On July 15, 1861, the War Department authorized General William "Bull" Nelson to establish a training camp and organize a brigade of infantry. At Camp Dick Robinson, Nelson commissioned Landram, colonel of the 1st Kentucky Cavalry, but he resigned after a few days, preferring instead a commission in the infantry. Camp Dick Robinson figures importantly in the western theatre of the war at this point as the first Union recruiting and training center south of the Ohio River.

Landram was subsequently ordered by Brig. Gen. William T. Sherman, then in command of Kentucky, to Harrodsburg, Kentucky, where he recruited the 19th Kentucky Infantry, and was elected its colonel December 12, 1861.

Landram proved to be a capable officer and he participated in the battles of Chickasaw Bayou, Arkansas Post, Champion Hill, Black River Bridge, the siege of Vicksburg, the siege of Jackson, and finally the Red River Campaign. While in command of a division at the Battle of Sabine Crossroads, Landram was captured on April 8, 1864, immediately paroled, and later exchanged July 22, 1864.

On October 8, 1864, Landram was given command of the District of Baton Rouge.
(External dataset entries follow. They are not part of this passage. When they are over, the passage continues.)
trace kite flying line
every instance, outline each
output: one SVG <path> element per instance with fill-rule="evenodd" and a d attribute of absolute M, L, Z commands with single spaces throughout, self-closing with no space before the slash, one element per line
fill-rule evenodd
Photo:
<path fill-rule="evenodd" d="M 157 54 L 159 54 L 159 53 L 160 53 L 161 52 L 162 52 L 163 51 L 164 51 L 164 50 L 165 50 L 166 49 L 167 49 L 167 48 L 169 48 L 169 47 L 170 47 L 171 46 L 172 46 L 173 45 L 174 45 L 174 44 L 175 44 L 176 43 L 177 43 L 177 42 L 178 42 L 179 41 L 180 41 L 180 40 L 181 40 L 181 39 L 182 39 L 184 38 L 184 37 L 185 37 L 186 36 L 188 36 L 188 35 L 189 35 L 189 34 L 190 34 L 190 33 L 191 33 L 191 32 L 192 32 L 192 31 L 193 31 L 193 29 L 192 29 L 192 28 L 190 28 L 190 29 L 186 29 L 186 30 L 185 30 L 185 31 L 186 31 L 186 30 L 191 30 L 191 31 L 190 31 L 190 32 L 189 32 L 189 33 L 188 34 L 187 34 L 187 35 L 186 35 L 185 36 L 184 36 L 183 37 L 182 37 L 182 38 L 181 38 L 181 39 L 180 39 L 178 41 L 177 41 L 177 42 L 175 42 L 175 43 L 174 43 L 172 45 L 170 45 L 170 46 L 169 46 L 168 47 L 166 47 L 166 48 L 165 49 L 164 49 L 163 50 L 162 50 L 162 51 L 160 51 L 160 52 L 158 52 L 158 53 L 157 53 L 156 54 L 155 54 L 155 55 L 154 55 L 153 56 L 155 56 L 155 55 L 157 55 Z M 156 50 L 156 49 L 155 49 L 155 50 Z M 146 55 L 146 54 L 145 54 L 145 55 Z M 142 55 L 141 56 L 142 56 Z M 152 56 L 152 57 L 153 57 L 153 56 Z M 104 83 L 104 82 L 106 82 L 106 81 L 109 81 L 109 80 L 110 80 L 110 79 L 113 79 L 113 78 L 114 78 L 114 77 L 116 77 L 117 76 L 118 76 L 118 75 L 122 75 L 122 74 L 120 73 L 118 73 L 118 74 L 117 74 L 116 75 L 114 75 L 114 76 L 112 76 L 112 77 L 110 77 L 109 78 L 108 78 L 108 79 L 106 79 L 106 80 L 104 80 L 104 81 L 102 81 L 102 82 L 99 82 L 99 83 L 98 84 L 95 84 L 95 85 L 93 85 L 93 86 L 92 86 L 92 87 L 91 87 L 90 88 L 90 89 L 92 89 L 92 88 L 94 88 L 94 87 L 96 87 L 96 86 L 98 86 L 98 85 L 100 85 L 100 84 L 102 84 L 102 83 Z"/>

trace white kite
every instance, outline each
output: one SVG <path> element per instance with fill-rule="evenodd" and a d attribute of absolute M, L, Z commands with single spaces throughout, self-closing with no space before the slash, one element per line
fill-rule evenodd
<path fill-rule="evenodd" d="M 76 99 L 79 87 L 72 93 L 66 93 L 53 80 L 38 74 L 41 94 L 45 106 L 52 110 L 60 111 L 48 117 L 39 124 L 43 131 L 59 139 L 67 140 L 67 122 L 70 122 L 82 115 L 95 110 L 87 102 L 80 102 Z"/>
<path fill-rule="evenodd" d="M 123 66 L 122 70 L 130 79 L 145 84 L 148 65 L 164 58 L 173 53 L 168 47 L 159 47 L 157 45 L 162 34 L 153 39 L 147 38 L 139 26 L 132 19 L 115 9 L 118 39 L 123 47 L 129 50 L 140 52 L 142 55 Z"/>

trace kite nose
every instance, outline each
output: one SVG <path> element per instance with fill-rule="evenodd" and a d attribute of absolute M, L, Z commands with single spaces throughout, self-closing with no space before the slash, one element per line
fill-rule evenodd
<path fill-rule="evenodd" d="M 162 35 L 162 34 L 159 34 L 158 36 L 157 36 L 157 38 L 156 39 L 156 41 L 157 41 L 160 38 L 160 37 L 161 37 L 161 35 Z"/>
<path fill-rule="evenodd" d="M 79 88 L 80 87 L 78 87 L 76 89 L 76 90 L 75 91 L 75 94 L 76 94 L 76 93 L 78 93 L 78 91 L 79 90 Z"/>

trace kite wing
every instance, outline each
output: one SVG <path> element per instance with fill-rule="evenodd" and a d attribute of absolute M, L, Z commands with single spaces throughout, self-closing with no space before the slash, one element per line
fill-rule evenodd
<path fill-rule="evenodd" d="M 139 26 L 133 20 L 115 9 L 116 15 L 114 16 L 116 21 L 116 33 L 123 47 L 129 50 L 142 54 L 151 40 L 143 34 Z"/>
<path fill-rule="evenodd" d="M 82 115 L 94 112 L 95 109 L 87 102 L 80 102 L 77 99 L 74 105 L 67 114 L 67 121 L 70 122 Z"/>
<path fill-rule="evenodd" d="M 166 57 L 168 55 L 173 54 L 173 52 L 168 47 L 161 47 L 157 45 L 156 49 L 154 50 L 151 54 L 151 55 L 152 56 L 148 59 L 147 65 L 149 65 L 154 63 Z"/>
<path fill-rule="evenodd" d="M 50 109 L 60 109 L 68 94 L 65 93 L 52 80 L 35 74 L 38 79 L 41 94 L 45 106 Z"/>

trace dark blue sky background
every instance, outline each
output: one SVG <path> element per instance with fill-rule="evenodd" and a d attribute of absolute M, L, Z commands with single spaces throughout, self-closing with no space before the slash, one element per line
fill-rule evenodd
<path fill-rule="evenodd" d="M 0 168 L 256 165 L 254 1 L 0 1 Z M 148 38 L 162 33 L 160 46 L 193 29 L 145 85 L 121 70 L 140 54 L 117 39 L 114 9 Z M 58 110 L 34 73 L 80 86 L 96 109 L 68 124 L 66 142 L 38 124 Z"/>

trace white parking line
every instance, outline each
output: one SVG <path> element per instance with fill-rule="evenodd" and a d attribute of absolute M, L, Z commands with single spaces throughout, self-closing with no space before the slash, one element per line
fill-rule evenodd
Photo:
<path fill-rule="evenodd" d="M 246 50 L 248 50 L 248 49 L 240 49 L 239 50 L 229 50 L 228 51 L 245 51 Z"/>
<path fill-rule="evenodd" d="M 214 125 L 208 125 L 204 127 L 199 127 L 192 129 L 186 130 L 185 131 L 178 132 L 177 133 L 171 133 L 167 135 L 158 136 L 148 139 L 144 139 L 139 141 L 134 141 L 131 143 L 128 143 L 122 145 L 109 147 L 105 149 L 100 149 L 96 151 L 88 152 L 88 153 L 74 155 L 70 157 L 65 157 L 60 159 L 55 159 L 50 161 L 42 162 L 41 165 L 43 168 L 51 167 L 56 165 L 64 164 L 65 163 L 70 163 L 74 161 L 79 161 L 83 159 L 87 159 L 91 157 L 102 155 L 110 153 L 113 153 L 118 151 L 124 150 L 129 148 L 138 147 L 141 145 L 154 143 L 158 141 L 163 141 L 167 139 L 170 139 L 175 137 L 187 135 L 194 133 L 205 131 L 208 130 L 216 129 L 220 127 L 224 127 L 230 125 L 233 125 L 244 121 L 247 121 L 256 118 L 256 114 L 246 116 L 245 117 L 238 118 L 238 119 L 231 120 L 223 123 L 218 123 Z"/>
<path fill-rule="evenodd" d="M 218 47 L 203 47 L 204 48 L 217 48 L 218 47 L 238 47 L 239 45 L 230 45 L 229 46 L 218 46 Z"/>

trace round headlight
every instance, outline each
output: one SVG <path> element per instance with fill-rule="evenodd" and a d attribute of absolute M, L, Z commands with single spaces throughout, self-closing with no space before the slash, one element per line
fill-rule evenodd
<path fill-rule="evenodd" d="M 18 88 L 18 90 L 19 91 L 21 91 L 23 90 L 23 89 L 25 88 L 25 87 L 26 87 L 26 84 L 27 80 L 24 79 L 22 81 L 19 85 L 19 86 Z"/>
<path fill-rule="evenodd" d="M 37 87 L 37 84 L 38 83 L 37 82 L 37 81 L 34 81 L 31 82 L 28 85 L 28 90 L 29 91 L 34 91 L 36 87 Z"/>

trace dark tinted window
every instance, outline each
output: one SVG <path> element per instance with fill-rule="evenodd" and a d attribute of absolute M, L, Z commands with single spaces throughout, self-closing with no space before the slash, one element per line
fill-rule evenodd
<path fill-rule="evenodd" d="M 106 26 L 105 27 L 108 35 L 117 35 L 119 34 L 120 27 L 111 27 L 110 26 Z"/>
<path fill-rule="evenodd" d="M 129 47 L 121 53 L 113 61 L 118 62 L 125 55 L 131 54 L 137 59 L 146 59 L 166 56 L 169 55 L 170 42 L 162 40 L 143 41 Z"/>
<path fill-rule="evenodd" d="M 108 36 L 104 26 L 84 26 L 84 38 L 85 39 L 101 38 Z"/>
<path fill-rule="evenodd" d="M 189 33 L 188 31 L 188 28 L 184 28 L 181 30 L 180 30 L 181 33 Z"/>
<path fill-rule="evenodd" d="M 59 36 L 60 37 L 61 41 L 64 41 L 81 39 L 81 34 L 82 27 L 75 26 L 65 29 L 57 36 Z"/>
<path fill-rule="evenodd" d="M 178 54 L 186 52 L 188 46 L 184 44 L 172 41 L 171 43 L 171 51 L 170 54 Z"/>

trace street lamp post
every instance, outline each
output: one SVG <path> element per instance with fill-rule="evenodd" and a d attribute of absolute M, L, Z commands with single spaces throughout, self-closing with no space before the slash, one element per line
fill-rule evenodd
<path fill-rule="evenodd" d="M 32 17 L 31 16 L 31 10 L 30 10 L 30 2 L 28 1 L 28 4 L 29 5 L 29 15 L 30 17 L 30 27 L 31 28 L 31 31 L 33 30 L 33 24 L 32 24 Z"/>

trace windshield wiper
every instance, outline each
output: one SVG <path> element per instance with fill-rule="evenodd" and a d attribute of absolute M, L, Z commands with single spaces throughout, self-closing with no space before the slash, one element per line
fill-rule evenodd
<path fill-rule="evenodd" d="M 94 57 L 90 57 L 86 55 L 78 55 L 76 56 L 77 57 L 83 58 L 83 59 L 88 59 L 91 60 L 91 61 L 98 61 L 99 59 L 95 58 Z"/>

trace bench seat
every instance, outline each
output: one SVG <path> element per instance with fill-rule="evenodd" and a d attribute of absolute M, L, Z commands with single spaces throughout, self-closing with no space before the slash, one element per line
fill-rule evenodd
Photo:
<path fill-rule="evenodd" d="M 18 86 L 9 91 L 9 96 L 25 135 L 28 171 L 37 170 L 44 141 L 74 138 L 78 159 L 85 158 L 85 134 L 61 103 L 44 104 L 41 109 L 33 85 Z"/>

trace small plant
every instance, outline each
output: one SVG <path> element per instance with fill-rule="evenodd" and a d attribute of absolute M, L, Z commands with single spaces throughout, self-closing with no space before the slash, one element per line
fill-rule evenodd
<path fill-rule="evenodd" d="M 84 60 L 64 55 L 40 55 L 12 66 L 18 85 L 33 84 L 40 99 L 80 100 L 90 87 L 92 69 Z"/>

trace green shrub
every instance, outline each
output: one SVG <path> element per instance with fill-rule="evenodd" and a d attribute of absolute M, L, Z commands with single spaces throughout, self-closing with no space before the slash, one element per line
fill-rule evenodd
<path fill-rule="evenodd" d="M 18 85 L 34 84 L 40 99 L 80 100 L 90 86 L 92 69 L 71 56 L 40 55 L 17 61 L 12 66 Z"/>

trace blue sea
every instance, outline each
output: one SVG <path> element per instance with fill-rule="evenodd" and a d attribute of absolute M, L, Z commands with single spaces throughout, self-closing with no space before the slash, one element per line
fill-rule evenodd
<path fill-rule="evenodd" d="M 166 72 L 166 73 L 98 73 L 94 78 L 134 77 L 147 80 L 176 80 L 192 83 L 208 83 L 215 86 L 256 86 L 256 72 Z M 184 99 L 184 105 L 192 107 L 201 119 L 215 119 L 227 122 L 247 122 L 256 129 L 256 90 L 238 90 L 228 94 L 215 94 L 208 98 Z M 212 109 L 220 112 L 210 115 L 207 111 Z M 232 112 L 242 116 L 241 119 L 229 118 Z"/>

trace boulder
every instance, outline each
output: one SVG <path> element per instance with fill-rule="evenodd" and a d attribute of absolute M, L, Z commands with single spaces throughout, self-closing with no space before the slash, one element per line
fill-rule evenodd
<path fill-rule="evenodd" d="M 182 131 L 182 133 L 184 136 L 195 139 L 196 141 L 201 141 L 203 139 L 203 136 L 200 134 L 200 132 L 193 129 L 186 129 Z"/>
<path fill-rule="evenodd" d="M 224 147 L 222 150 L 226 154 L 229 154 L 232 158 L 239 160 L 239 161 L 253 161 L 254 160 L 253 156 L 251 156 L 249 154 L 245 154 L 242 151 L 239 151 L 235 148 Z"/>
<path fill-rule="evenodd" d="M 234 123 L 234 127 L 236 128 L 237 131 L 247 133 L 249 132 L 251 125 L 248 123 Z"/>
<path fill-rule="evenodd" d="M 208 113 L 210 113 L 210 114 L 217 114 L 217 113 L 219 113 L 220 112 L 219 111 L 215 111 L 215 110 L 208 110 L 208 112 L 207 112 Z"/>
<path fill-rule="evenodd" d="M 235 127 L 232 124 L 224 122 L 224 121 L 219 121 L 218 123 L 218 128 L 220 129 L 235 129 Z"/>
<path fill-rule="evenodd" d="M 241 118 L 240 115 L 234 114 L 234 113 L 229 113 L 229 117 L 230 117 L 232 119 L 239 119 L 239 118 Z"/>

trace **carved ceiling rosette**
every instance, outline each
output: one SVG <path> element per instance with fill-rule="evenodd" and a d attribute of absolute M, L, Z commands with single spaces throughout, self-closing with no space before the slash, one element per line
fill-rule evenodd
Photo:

As a reward for meritorious service, Landram was promoted to brevet brigadier general of volunteers on March 13, 1865. When the war ended, he returned to his home in Lancaster.

===Later life===
Landram was appointed Collector of Internal Revenue for the Eighth Kentucky District by President Andrew Johnson in 1867, and was subsequently reappointed by President Ulysses S. Grant, holding the post until 1885. During this time, he served as chairman of the Republican Party of Kentucky. He was an elder in the Presbyterian Church for 42 years and a prominent member of the Freemasons. Landram applied for a disability pension in 1890. In a candid letter to U.S. Representative James B. McCreary dated October 27, 1890, Landram noted that he had contracted dysentery while on duty at Alexandria, Louisiana, on April 25, 1864, which led to chronic hemorrhoids. He wrote, "I own but little property of any kind, and am dependent upon a meagre [sic] law practice in a small town for the support of myself and family, six in number." Landram died on October 11, 1895, and was buried in Lancaster Cemetery.